Yesterday, there was a provisional explanation on why it has been proving near impossible to bring the rate of Covid-19 infections under control in the South East. The virus has mutated. The new variant is not known to be more dangerous in health outcomes – illness or death – but it is spreading much faster. That’s pushed the R number – the reproduction rate of the virus – up to danger levels.
That’s why Boris Johnson has bowed to scientific advice and all but abandoned plans for a socially mixed Christmas. And yesterday he put around one third of England into the new Tier 4 heavyweight lockdown.
There are no changes here in Shropshire, except with the reduction of social mixing over Christmas. Over the border, Wales entered a new lockdown last night, a day earlier than planned.

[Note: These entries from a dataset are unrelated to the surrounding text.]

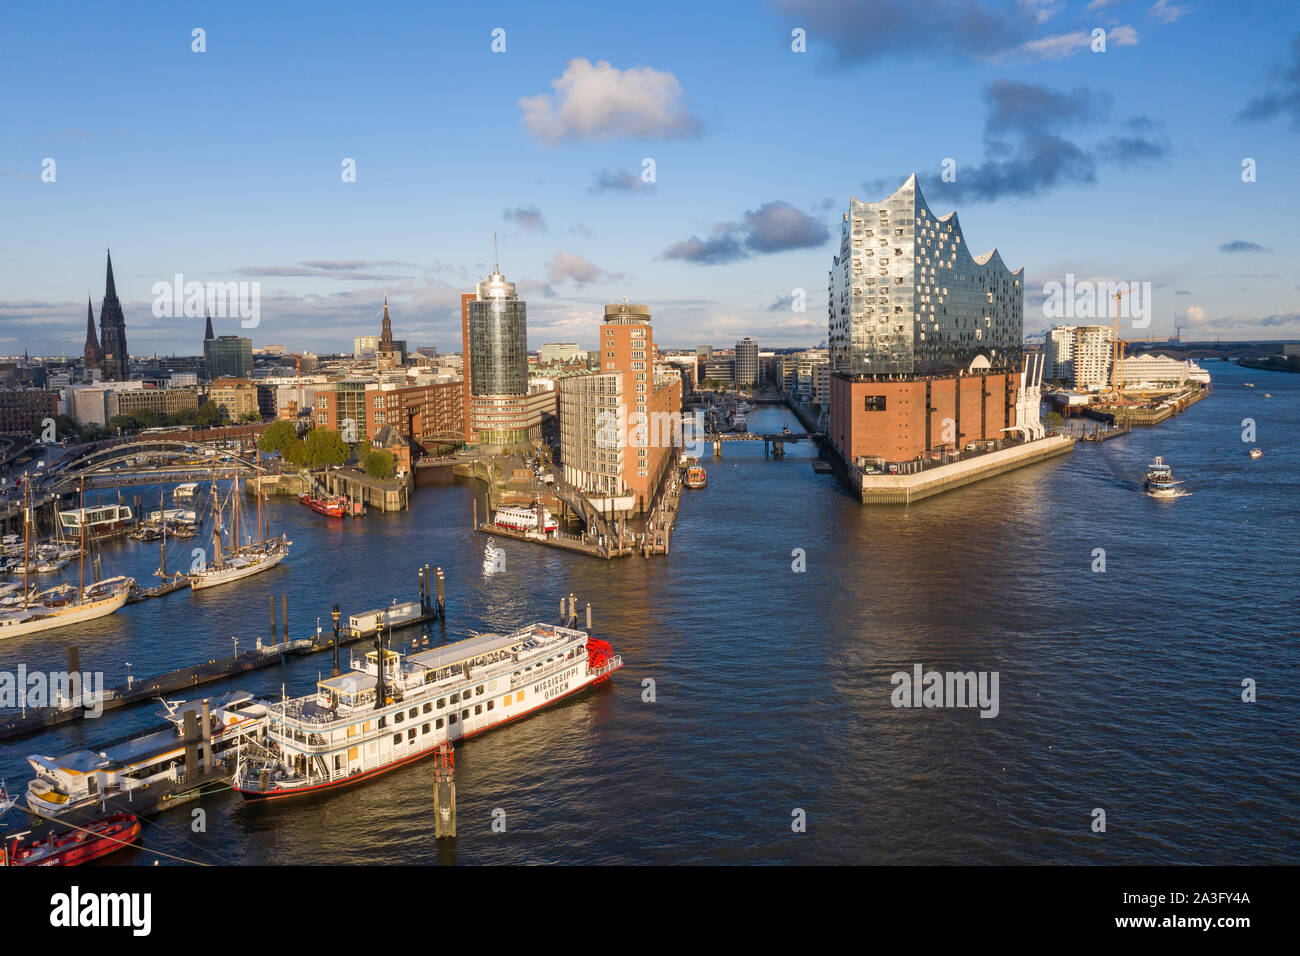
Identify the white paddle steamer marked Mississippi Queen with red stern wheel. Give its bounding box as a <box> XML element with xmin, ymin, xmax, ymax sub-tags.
<box><xmin>231</xmin><ymin>624</ymin><xmax>623</xmax><ymax>800</ymax></box>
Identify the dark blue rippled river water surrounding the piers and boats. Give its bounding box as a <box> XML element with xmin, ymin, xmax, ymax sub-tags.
<box><xmin>0</xmin><ymin>362</ymin><xmax>1300</xmax><ymax>865</ymax></box>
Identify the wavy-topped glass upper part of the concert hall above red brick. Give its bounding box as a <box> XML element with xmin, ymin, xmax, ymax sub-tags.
<box><xmin>828</xmin><ymin>176</ymin><xmax>1024</xmax><ymax>375</ymax></box>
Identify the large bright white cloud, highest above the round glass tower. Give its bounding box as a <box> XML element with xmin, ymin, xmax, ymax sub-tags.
<box><xmin>519</xmin><ymin>57</ymin><xmax>699</xmax><ymax>146</ymax></box>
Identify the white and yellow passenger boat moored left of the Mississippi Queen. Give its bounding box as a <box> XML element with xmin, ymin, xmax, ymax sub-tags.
<box><xmin>27</xmin><ymin>691</ymin><xmax>267</xmax><ymax>817</ymax></box>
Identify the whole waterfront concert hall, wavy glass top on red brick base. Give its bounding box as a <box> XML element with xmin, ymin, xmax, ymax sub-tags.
<box><xmin>827</xmin><ymin>174</ymin><xmax>1024</xmax><ymax>471</ymax></box>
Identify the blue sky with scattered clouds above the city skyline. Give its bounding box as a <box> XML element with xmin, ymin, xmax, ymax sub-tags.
<box><xmin>0</xmin><ymin>0</ymin><xmax>1300</xmax><ymax>355</ymax></box>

These changes are essential. But they will increase loneliness and damage wellbeing and mental health.
The new variant is far more transmissible. It could be moving from person to person 70 per cent faster than the Covid-19 variant we have been experiencing since the end of last winter. That seems to be why it has proved difficult to control the spread of coronavirus in London, Essex and north Kent. Those areas are now in Tier 4 lockdown. The R number in England is between 1.1 and 1.3 and there was mention in yesterday’s Downing Street press briefing that the new variant could add 0.4 to this.

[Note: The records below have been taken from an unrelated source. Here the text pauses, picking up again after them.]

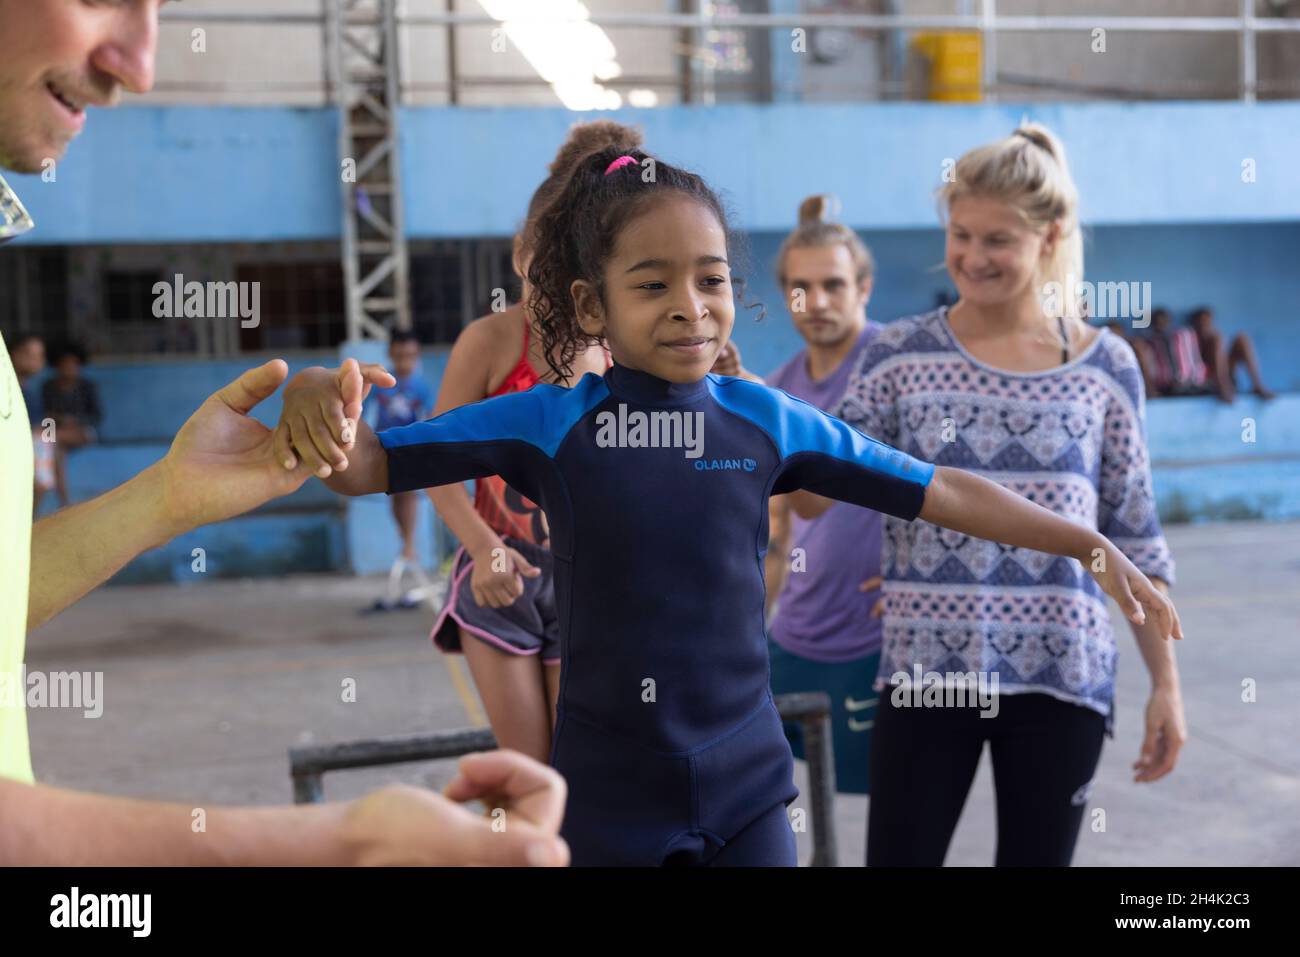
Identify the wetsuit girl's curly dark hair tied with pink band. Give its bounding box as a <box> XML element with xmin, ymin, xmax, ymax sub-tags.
<box><xmin>528</xmin><ymin>147</ymin><xmax>763</xmax><ymax>381</ymax></box>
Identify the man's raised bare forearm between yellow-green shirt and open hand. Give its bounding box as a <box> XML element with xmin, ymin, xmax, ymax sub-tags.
<box><xmin>27</xmin><ymin>464</ymin><xmax>182</xmax><ymax>631</ymax></box>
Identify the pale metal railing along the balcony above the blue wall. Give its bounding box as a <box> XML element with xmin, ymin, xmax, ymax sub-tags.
<box><xmin>163</xmin><ymin>0</ymin><xmax>1300</xmax><ymax>103</ymax></box>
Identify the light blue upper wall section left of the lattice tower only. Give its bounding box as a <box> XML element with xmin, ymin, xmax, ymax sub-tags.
<box><xmin>10</xmin><ymin>107</ymin><xmax>342</xmax><ymax>243</ymax></box>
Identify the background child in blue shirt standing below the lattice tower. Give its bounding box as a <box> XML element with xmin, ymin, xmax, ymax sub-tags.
<box><xmin>371</xmin><ymin>330</ymin><xmax>433</xmax><ymax>607</ymax></box>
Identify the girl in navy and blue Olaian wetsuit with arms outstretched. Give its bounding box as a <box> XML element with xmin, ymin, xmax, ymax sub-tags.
<box><xmin>277</xmin><ymin>150</ymin><xmax>1180</xmax><ymax>866</ymax></box>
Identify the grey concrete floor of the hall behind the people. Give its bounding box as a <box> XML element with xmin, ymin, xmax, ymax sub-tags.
<box><xmin>27</xmin><ymin>523</ymin><xmax>1300</xmax><ymax>866</ymax></box>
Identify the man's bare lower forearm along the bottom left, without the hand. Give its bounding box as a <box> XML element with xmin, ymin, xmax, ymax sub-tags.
<box><xmin>0</xmin><ymin>779</ymin><xmax>351</xmax><ymax>867</ymax></box>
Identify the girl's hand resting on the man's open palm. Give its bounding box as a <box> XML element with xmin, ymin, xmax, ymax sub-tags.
<box><xmin>274</xmin><ymin>359</ymin><xmax>397</xmax><ymax>479</ymax></box>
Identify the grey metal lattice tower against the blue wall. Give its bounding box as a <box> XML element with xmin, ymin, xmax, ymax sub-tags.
<box><xmin>325</xmin><ymin>0</ymin><xmax>411</xmax><ymax>339</ymax></box>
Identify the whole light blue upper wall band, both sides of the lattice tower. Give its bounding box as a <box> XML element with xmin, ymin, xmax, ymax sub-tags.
<box><xmin>14</xmin><ymin>103</ymin><xmax>1300</xmax><ymax>243</ymax></box>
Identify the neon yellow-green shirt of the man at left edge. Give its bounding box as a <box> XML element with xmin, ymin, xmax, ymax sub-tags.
<box><xmin>0</xmin><ymin>335</ymin><xmax>33</xmax><ymax>783</ymax></box>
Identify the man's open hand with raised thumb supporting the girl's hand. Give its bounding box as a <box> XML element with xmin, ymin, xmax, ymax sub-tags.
<box><xmin>156</xmin><ymin>359</ymin><xmax>311</xmax><ymax>537</ymax></box>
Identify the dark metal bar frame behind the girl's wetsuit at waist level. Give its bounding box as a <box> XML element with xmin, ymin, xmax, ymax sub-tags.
<box><xmin>289</xmin><ymin>692</ymin><xmax>839</xmax><ymax>867</ymax></box>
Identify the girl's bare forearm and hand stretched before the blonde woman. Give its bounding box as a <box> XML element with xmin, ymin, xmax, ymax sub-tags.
<box><xmin>918</xmin><ymin>465</ymin><xmax>1183</xmax><ymax>638</ymax></box>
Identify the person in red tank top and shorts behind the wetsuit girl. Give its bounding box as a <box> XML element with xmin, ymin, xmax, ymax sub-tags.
<box><xmin>428</xmin><ymin>120</ymin><xmax>629</xmax><ymax>762</ymax></box>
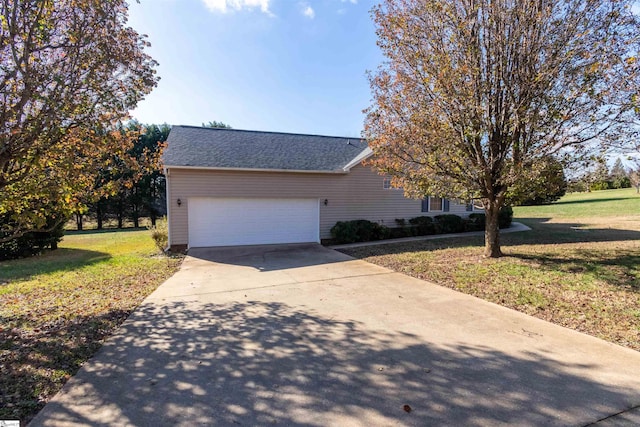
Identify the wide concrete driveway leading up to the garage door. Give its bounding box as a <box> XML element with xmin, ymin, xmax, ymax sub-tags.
<box><xmin>31</xmin><ymin>245</ymin><xmax>640</xmax><ymax>426</ymax></box>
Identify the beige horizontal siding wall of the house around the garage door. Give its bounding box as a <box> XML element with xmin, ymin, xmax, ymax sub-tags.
<box><xmin>167</xmin><ymin>165</ymin><xmax>466</xmax><ymax>246</ymax></box>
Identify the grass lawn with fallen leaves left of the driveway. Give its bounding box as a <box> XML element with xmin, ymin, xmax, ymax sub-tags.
<box><xmin>0</xmin><ymin>230</ymin><xmax>180</xmax><ymax>421</ymax></box>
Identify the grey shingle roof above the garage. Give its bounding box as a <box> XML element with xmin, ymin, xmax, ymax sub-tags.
<box><xmin>163</xmin><ymin>126</ymin><xmax>367</xmax><ymax>172</ymax></box>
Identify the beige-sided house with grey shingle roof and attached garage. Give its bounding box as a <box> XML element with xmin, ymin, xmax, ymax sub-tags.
<box><xmin>163</xmin><ymin>126</ymin><xmax>467</xmax><ymax>249</ymax></box>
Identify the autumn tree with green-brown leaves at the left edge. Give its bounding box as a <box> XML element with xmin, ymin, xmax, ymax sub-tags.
<box><xmin>0</xmin><ymin>0</ymin><xmax>157</xmax><ymax>241</ymax></box>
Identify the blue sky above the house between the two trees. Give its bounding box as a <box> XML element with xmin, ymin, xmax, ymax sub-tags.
<box><xmin>129</xmin><ymin>0</ymin><xmax>383</xmax><ymax>136</ymax></box>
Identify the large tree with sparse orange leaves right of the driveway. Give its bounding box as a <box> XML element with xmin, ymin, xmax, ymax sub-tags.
<box><xmin>365</xmin><ymin>0</ymin><xmax>640</xmax><ymax>257</ymax></box>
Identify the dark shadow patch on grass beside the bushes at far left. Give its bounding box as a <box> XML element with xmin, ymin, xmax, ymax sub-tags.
<box><xmin>0</xmin><ymin>248</ymin><xmax>111</xmax><ymax>286</ymax></box>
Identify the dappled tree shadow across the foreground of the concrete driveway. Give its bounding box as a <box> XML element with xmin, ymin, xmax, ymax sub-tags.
<box><xmin>31</xmin><ymin>301</ymin><xmax>639</xmax><ymax>427</ymax></box>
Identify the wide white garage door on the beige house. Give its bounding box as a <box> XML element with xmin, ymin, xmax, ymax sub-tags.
<box><xmin>188</xmin><ymin>198</ymin><xmax>320</xmax><ymax>248</ymax></box>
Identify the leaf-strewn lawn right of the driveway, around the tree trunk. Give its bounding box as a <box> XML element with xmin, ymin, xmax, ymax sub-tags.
<box><xmin>342</xmin><ymin>189</ymin><xmax>640</xmax><ymax>350</ymax></box>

Many people I know were saying “thank goodness” yesterday when Boris Johnson ditched his populist gesture to allow social mixing of up to three households or bubbles for five days. It was a scary idea. Party at Christmas and die in February. And it was particularly scary because Christmas is a time when we get together with elderly relatives, some of whom we haven’t seen for months, if at all this year. Although hugging is not allowed, that can’t always be explained to older folk whose short term memory is beginning to fade. And rarely to kids who might be unwitting asymptomatic carriers of Covid-19.

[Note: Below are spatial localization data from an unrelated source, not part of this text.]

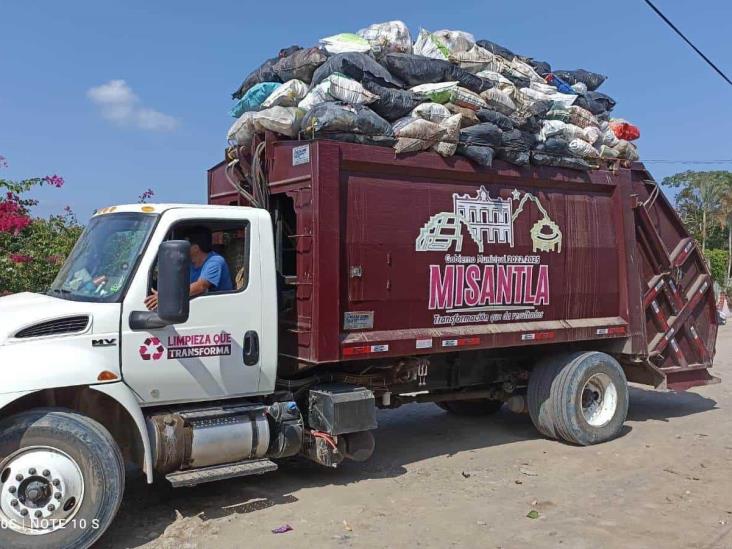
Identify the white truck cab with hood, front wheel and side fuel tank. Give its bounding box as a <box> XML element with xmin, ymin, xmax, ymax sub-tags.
<box><xmin>0</xmin><ymin>204</ymin><xmax>302</xmax><ymax>547</ymax></box>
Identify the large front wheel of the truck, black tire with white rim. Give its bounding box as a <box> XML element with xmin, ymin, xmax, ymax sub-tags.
<box><xmin>0</xmin><ymin>408</ymin><xmax>125</xmax><ymax>549</ymax></box>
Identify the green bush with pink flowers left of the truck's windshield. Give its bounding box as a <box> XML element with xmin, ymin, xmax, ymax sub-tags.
<box><xmin>0</xmin><ymin>156</ymin><xmax>81</xmax><ymax>296</ymax></box>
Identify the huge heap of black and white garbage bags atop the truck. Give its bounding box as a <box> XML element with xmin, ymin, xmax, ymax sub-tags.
<box><xmin>228</xmin><ymin>21</ymin><xmax>640</xmax><ymax>170</ymax></box>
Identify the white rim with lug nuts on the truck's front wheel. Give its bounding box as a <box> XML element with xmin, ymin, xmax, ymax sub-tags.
<box><xmin>0</xmin><ymin>446</ymin><xmax>84</xmax><ymax>535</ymax></box>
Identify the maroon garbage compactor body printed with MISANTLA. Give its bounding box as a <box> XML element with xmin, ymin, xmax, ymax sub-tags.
<box><xmin>208</xmin><ymin>139</ymin><xmax>717</xmax><ymax>390</ymax></box>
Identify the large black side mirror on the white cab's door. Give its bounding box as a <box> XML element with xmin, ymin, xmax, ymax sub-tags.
<box><xmin>158</xmin><ymin>240</ymin><xmax>191</xmax><ymax>324</ymax></box>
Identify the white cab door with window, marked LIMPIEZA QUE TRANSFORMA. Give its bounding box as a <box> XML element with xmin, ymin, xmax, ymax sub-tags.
<box><xmin>122</xmin><ymin>208</ymin><xmax>271</xmax><ymax>404</ymax></box>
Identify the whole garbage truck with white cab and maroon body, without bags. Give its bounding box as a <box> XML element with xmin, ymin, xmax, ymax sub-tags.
<box><xmin>0</xmin><ymin>134</ymin><xmax>719</xmax><ymax>548</ymax></box>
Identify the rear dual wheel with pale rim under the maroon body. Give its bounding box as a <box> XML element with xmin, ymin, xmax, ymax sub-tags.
<box><xmin>527</xmin><ymin>351</ymin><xmax>628</xmax><ymax>446</ymax></box>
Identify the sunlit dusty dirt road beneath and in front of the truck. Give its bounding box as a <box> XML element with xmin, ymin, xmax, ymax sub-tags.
<box><xmin>98</xmin><ymin>326</ymin><xmax>732</xmax><ymax>549</ymax></box>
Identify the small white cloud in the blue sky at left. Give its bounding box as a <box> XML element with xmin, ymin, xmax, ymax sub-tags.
<box><xmin>86</xmin><ymin>80</ymin><xmax>179</xmax><ymax>132</ymax></box>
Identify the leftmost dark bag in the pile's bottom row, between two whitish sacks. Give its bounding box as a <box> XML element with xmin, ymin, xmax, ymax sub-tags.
<box><xmin>300</xmin><ymin>102</ymin><xmax>394</xmax><ymax>138</ymax></box>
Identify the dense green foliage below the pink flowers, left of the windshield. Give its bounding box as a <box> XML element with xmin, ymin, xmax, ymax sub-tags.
<box><xmin>0</xmin><ymin>211</ymin><xmax>82</xmax><ymax>295</ymax></box>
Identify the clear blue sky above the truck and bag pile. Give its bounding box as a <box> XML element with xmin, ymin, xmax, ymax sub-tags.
<box><xmin>0</xmin><ymin>0</ymin><xmax>732</xmax><ymax>220</ymax></box>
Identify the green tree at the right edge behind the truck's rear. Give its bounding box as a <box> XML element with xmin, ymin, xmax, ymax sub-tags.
<box><xmin>663</xmin><ymin>171</ymin><xmax>732</xmax><ymax>251</ymax></box>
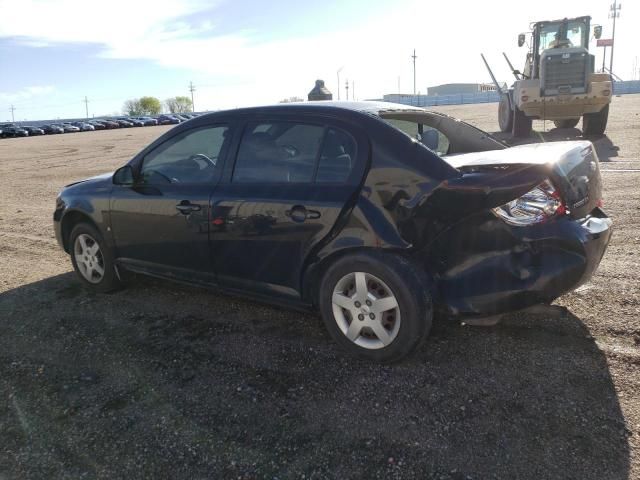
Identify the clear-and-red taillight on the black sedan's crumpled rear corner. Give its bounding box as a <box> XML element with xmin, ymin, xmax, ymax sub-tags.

Boris Johnson’s promise of a sociable Christmas was going against medical and scientific opinion. The British Medical Journal and the Health Service Journal published a rare joint letter. Its conclusion was blunt:
“We believe the government is about to blunder into another major error that will cost many lives. If our political leaders fail to take swift and decisive action, they can no longer claim to be protecting the NHS.”
Do you remember? Boris Johnson standing up at the daily press conference earlier in the year claiming that “we follow the science”. He should have known that he was following advice given by scientists, not a rulebook like the Latin Grammar he crammed from at Eton. The evidence from SAGE minutes and scientists is that his actions have always lagged the science. This despite the threat from the two main vectors that promote the spread of Covid-19. Delay. People mixing.
The lack of scientific training in Whitehall and Parliament has long been a problem. Throughout the year, we have seen scientific knowledge presented as fact not as the best available understanding – though the messaging has improved in recent weeks. Science works through collaboration and challenge. Uncertainty is normal and it is the job of scientists to reduce that uncertainty. That has been what they have been doing with Covid-19 but too often politicians have tried to find ways of softening the scientific message. That has led to them doing too little too late.
The virus is now deadlier than ever. Not because it will increase the death rate among those it infects, but because it will infect more people. The new variant has been known from 20 September but it’s ability to spread so rapidly has only recently been understood. I am puzzled how Boris Johnson could brush off concerns at PMQs last Wednesday and declare a socially mixed five day Christmas only to announce a clampdown three days later. I am not suggesting that people aren’t talking across government but it is clear that the political leadership is sometimes not listening.
The new restrictions are essential. They will mean that more people will live physically healthier lives and fewer people will die. But there are significant consequences for mental health. For wellbeing. For increased loneliness.
Throughout this year, Ludlow has shown its strength as a community. Helping with everything from delivering food to giving those who are alone or struggling a comforting phone call. This Christmas and New Year, it more important than ever to phone a friend, talk to a neighbour and give a little bit of help.
Christmas bubbles may be up to three households in Tiers 1 to 3, not Tier 4, and must only meet on Christmas Day. Guidance. Those that must work a long shift in hopsitals and energency services on that day will be barred from catching up with family on Boxing Day or another day.